Description: When running batch processing with TiSpark, the cluster experiences high latency during writes, making the cluster unavailable.
Version: TiSpark 2.3.13, TiDB 5.2.4, Spark 2.4.7
Explanation: When loading data with Spark, the latency is slightly high, but it significantly increases during writes.
image
image

What could be the reason? Is it a parameter configuration issue or a TiSpark version issue?

| username: 数据小黑 | Original post link

What is the usage of TiKV’s CPU, memory, and IO?

| username: zaker | Original post link

6 physical machines, each with 160 cores, with high CPU usage on 3 instances.
image
image

| username: yilong | Original post link

Refer to the slow write, check where exactly it is slow?

| username: 数据小黑 | Original post link

It might be a hotspot issue. Trying to use auto_random to disperse the hotspot might help.

| username: zaker | Original post link

There are 3 instances writing more than the others. This table has no primary key, and SHARD_ROW_ID_BITS=6 has been set. Are there any other ways to distribute the load?
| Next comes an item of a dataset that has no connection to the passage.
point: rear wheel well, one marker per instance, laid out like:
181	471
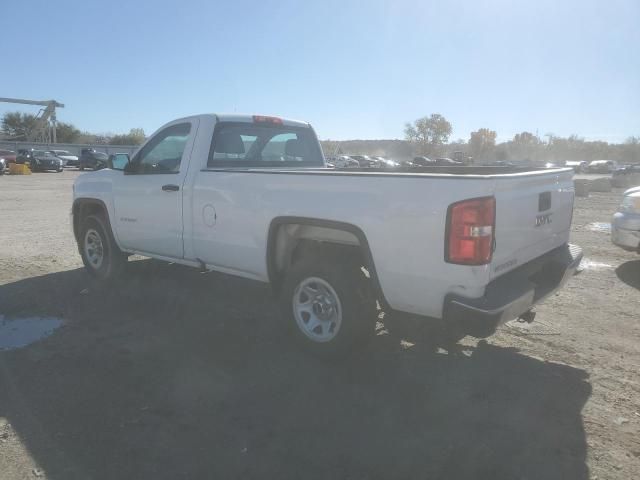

It seems that when writing to other tables in this way, the cluster latency is significantly high, making the entire cluster unusable, and queries are in a waiting state. Can the resource usage of this kind of TiSpark writing be limited?

| username: 数据小黑 | Original post link

As far as I remember, there are no parameters to control concurrency because it writes directly to TiKV. In the case of a small cluster, the interference is relatively large.